To date, several miRNAs, including miR-375 [41], 127 [24], 9 [42], 200a [42, 43], 93 [43], 497 [44], and 224 [45], have been reported to be associated with metastasis, progression, or survival of cervical cancer, although most of the cervical tumors in those studies were also squamous cell type. In this study, down-regulation of miR-494 was associated with poor patient survival, suggesting its possible role as a prognostic marker.

Limitations to our study need to be mentioned. First, even though we performed a multicenter study, there was still only a small number of cases due to the low incidence of MDA. Thus, we could not afford another validation study for our diagnostic or prognostic biomarkers with a test set, and future studies with larger sample size, notably including controversial cases, will have to be performed. Second, a possible precursor lesion, like LEGH or gastric type-AIS, which could strengthen our hypothesis was not included in this study.
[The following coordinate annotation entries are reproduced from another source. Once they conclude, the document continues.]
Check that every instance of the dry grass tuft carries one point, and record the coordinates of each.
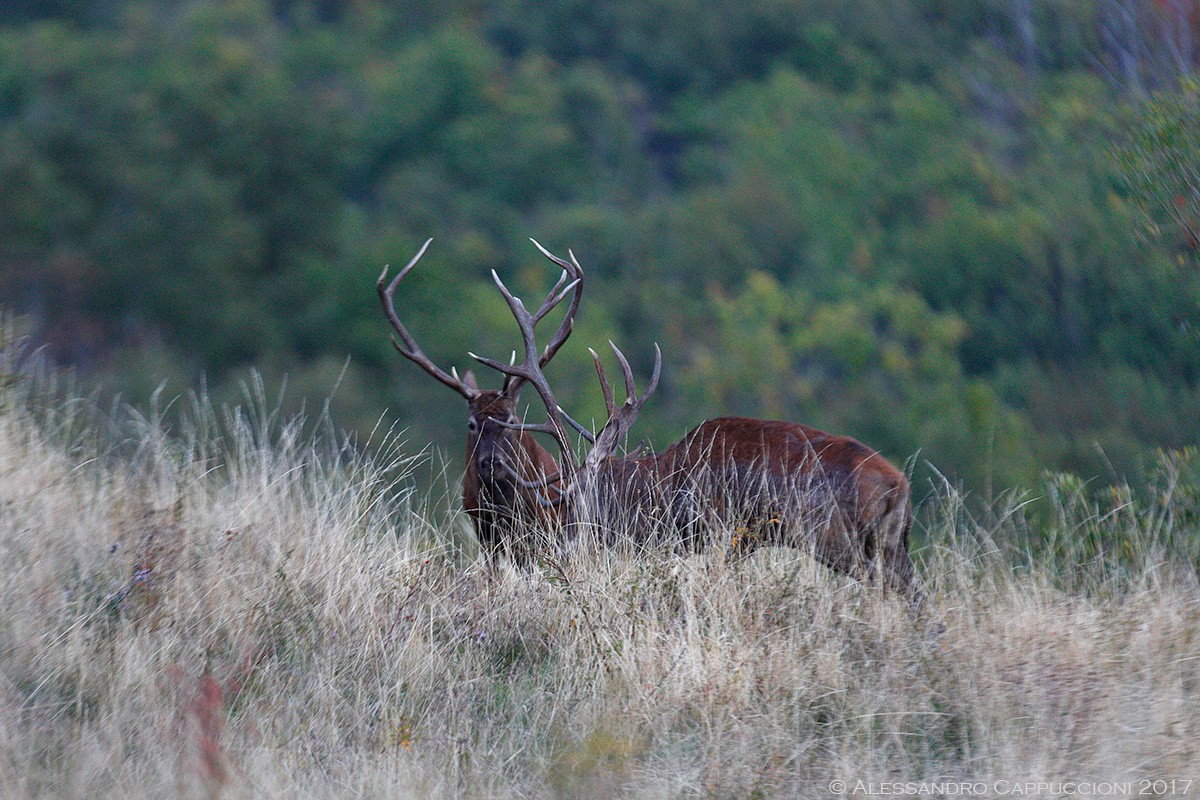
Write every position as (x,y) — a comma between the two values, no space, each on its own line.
(238,609)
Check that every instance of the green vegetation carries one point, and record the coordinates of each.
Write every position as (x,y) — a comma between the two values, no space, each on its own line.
(899,220)
(240,611)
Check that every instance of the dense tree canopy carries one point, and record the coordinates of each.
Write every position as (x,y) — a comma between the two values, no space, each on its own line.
(898,220)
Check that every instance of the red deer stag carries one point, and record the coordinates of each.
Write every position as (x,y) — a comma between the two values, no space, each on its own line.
(750,481)
(508,473)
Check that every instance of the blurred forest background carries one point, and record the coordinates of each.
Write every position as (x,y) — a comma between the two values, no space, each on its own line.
(957,229)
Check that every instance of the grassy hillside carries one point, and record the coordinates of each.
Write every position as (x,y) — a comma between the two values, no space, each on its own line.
(234,609)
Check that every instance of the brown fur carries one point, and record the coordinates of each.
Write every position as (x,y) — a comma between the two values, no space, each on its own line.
(503,511)
(769,482)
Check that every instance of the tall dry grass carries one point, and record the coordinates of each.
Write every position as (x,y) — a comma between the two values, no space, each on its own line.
(233,608)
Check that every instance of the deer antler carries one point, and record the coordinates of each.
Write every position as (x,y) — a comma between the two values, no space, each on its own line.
(409,349)
(621,419)
(529,368)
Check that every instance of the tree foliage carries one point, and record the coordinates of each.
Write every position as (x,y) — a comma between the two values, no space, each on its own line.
(895,220)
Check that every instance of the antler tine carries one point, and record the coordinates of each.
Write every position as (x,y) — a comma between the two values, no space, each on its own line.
(409,349)
(631,398)
(574,270)
(529,368)
(622,419)
(610,404)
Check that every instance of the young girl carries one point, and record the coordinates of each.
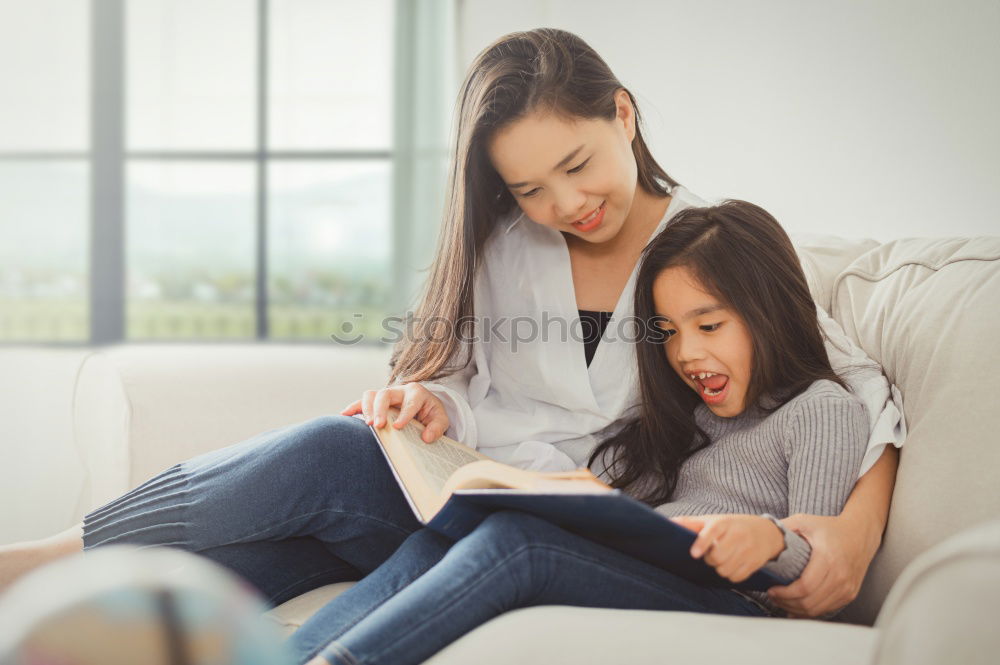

Third, more experiments, such as transfection of miR-34b-5p and cell viability tests, are still warranted to reveal the exact role of the miR-34b-5p/Notch1 pathway during MDA carcinogenesis.

Conclusions

MDA showed distinctive expression profiles of miRNAs, Notch1, and Notch2 from NE. In particular, miR-34b-5p and 194-5p might be used as diagnostic biomarkers and miR-494 as a prognostic predictor for MDA. The miR-34b-5p/Notch1 pathway as well as Notch2 might be important oncogenic contributors to MDA.